Flut
Ich wurde überschwemmt.
Genaugenommen nicht ich, sondern meine Wohnung.
Aber irgendwie auch ich.
Ich habe nicht mehr alle Tassen im Schrank.
Ich bin total konfus.
Seit letzter Woche habe ich nicht mal mehr einen Schrank.
Alles musste raus.
Zuerst ich, weil sich mit der aus dem Keller hochziehenden Feuchtigkeit der Schimmel unaufhaltsam ausbreitete.
Dann die Fußleisten und Unterschränke.
Jetzt alles.
Möbel, Teppiche, Lampen, Tassen.
Morgen Rigips Wände, Bodenbeläge, Estrich.
Mein Zuhause wurde überschwemmt.
Diese Katastrophe ist elementar, geht mir an die Substanz.
Bis dato für mich unvorstellbar.
Bis dato ebenso wenig für meinen begrenzten Horizont vorstellbar war eine weitere, riesige Welle, die auf mich zukam.
Die mich nicht überrollte, sondern durchtrug.
Und durchträgt.
Die Welle Eurer Hilfsbereitschaft. Die starke Flut von Empathie und Unterstützung, die ich erlebe.
Von nah und fern.
Von klein und groß.
Von tatkräftig anpackend, materiell finanziell bis einfach einmal mitfühlend meine Seele streichelnd.
Die Flut hat mein Zuhause einfach weggespült, aber ich darf erleben, wie meine Familie, meine Freunde und meine Gemeinde mich nicht allein im Regen stehen lassen.

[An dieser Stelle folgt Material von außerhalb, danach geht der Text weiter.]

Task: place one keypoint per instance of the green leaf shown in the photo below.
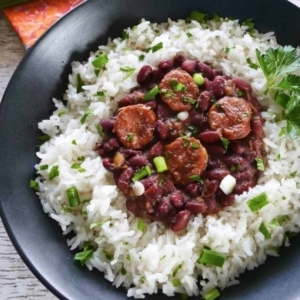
(34, 185)
(100, 61)
(54, 172)
(277, 62)
(198, 16)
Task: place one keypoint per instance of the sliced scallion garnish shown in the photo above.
(210, 257)
(211, 295)
(160, 164)
(73, 197)
(258, 202)
(143, 172)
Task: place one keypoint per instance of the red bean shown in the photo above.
(124, 180)
(163, 208)
(177, 199)
(144, 75)
(242, 84)
(217, 174)
(156, 150)
(162, 129)
(192, 189)
(210, 188)
(179, 59)
(189, 66)
(207, 84)
(204, 100)
(218, 86)
(166, 64)
(196, 206)
(138, 161)
(206, 70)
(180, 220)
(210, 137)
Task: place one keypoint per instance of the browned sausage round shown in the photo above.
(177, 97)
(231, 116)
(135, 126)
(185, 158)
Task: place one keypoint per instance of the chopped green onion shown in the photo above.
(198, 16)
(211, 295)
(143, 172)
(73, 197)
(108, 255)
(34, 185)
(129, 137)
(160, 164)
(141, 225)
(99, 130)
(260, 164)
(157, 47)
(86, 114)
(263, 229)
(176, 270)
(196, 178)
(198, 78)
(225, 143)
(123, 271)
(54, 172)
(258, 202)
(212, 258)
(43, 167)
(80, 83)
(176, 282)
(141, 57)
(152, 93)
(100, 61)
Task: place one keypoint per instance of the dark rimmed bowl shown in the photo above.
(42, 75)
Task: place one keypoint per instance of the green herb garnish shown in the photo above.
(210, 257)
(258, 202)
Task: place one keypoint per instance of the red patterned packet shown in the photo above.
(32, 19)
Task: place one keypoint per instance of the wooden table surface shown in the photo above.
(16, 281)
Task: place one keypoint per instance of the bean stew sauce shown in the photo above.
(177, 135)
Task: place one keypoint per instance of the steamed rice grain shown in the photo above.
(150, 257)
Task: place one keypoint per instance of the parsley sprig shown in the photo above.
(278, 66)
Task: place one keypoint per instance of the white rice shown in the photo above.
(150, 258)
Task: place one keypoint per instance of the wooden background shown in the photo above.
(16, 281)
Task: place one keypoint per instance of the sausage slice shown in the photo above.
(185, 158)
(178, 89)
(231, 116)
(135, 126)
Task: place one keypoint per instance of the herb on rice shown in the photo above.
(85, 254)
(213, 258)
(258, 202)
(128, 71)
(211, 295)
(34, 185)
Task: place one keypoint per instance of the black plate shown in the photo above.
(42, 75)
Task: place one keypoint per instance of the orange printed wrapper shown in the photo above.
(32, 19)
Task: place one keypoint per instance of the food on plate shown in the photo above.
(196, 118)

Und auch Menschen, die ich gar nicht kenne, tauchen wie aus dem Nichts auf und stehen mir zur Seite.
Als meine Klingel ausfiel, habt Ihr bei mir geklopft. Kräftig und ausdauernd an meine Haustür. Bis meine Ohren, die durch das Rauschen dieser Jahrhundertflut halb betäubt waren, es wahrnehmen konnten.
Als mein Keller vollgelaufen war, habt Ihr ihn in Gummistiefeln und mit Taschenlampen leergeräumt.

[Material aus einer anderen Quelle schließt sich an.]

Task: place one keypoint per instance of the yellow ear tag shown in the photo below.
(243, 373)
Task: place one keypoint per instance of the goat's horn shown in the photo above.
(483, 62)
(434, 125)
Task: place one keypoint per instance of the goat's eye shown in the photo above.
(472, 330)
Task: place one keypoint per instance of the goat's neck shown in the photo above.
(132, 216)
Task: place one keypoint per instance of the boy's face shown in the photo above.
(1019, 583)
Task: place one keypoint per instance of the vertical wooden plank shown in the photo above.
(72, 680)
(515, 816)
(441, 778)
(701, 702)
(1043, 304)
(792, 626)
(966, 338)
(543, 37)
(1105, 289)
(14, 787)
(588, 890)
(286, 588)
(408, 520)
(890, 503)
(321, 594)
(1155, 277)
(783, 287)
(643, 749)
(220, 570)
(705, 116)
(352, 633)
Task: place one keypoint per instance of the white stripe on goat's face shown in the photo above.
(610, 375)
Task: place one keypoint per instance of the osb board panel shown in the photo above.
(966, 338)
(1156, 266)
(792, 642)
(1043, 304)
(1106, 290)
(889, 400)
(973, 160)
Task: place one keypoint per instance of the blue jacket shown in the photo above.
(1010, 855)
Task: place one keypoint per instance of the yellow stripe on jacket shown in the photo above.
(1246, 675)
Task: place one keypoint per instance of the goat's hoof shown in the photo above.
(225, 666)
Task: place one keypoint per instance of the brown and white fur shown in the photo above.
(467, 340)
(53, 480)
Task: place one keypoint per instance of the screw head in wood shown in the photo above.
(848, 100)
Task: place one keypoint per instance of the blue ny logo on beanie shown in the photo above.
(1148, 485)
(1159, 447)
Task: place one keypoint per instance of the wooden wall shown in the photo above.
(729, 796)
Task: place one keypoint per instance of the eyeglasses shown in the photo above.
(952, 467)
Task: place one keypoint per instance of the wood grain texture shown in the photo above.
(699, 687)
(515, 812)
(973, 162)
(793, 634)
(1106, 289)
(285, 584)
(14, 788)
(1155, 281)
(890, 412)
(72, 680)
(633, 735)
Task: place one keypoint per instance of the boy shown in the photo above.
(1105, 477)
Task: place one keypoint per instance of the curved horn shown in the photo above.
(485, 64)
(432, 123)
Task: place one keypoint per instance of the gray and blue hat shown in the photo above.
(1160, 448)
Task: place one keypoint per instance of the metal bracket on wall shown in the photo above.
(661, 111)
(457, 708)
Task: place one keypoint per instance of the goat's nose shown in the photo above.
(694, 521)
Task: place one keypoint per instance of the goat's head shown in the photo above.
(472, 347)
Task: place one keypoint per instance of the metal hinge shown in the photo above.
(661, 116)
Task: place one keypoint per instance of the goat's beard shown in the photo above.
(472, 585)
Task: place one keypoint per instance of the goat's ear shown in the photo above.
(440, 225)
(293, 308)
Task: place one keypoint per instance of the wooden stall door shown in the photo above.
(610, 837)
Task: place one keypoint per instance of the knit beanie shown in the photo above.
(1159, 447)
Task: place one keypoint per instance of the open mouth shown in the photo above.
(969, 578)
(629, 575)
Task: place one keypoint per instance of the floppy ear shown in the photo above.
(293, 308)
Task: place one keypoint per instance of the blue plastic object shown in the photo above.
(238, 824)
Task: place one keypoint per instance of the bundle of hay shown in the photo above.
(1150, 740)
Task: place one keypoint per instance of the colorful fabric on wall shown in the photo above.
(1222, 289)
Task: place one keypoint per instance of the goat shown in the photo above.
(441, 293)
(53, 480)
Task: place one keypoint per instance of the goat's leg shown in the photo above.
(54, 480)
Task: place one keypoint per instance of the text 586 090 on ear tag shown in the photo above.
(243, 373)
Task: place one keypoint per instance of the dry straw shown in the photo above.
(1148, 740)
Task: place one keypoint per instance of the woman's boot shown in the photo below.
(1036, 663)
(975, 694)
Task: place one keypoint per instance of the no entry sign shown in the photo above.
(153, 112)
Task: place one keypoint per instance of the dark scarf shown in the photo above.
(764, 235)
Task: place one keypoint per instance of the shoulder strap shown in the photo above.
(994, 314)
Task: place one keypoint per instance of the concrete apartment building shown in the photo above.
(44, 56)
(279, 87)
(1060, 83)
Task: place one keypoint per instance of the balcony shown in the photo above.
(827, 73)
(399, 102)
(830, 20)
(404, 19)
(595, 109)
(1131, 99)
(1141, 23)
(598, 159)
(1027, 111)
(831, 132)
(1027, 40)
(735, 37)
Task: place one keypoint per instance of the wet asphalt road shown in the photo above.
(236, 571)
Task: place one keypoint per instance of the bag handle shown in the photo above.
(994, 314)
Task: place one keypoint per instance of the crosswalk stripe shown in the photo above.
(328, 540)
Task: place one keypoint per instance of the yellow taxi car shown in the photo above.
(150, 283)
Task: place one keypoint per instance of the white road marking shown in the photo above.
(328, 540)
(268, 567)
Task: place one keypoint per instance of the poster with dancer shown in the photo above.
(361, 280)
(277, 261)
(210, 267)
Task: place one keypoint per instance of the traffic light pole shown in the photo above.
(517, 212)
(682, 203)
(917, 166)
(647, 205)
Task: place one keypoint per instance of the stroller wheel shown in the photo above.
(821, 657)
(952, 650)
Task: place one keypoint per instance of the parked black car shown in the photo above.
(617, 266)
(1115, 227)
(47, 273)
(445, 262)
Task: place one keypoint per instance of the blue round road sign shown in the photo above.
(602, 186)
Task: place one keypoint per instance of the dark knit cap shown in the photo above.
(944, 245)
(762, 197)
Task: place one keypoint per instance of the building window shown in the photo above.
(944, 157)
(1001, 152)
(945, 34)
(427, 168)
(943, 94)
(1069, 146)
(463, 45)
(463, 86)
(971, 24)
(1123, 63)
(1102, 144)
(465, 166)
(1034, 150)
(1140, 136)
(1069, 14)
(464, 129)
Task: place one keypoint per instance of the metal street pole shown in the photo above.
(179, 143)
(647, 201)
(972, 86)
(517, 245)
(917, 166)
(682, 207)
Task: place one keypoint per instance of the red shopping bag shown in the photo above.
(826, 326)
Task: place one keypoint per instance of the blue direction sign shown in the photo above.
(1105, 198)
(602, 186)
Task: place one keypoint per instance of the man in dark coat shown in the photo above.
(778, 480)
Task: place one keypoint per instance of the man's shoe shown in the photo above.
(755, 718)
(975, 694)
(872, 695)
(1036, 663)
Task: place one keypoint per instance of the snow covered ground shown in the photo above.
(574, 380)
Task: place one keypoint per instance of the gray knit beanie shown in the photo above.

Als meine Küche raus musste, habt Ihr mich zum Essen eingeladen. Oder auch einfach auf einen Kaffee.
Als ich nur noch kaltes Wasser hatte, durfte ich bei Euch warm duschen.
Als meine Wohnung unbewohnbar wurde, habt Ihr mir Unterkunft gegeben.

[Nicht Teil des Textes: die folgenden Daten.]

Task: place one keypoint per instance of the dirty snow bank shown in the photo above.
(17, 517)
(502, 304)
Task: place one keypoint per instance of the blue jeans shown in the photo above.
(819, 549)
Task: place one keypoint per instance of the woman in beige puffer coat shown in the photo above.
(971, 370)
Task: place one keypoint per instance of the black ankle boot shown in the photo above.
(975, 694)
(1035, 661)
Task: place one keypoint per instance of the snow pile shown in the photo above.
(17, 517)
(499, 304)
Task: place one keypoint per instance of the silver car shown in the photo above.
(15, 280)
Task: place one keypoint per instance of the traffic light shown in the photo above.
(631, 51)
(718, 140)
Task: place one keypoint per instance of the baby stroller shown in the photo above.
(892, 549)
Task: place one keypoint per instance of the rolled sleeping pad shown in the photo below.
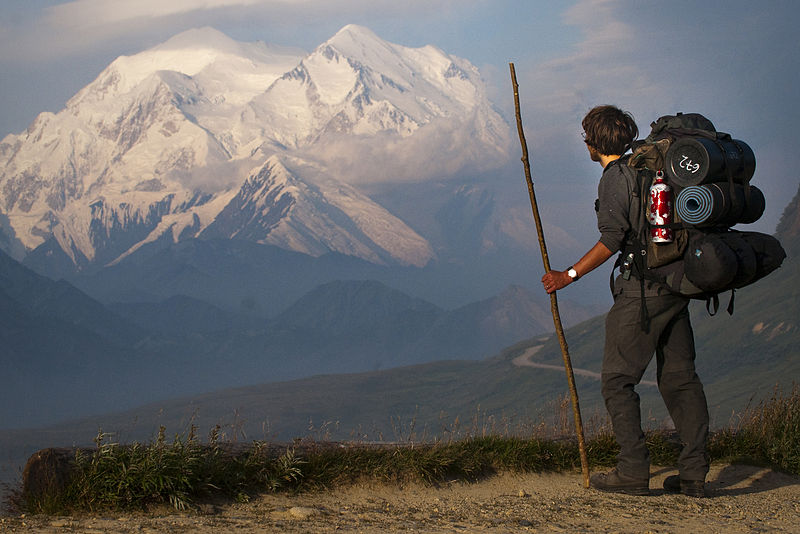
(699, 160)
(711, 204)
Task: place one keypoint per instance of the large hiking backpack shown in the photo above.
(709, 173)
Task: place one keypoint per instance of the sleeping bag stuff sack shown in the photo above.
(718, 261)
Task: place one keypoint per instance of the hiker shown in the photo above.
(631, 342)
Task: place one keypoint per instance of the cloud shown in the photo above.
(95, 13)
(441, 148)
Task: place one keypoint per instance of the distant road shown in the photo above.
(524, 360)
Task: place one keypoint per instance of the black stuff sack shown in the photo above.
(719, 261)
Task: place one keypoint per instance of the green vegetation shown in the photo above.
(186, 471)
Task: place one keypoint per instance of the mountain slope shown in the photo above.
(164, 145)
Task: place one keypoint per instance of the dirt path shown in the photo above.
(742, 499)
(524, 360)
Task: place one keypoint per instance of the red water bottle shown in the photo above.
(659, 210)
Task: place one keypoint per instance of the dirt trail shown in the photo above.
(524, 360)
(741, 499)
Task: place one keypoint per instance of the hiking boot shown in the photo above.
(692, 488)
(617, 482)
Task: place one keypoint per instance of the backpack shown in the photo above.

Als ich umziehen musste, habt Ihr mir packen geholfen. Möbel und Kisten geschleppt, die für mich viel zu schwer waren.
Als mein Auto, mein E-Scooter und Rollstuhl zerstört wurden, habt Ihr mich gefahren.
Als ich mir Sorgen machte, wie ich mein Zuhause und meine Mobilität wieder herstellen kann, habt Ihr mich beraten und mich finanziell unterstützt.
Als ich nicht mehr beten konnte, habt Ihr für mich gebetet.
Als ich einsam war, habt Ihr mich in den Arm genommen.
Ich wurde überschwemmt.
Von einer Jahrhundertflut.
Und von einer bisher noch nie erlebten Welle von Hilfsbereitschaft.
Ein Zuhause ist viel mehr, als vier Wände.
Zu einem Zuhause gehören vor allem auch Menschen, die einen nicht allein im Regen stehen lassen.
Ich danke Euch von Herzen, dass Ihr diese Menschen in meinem Leben ward und seid!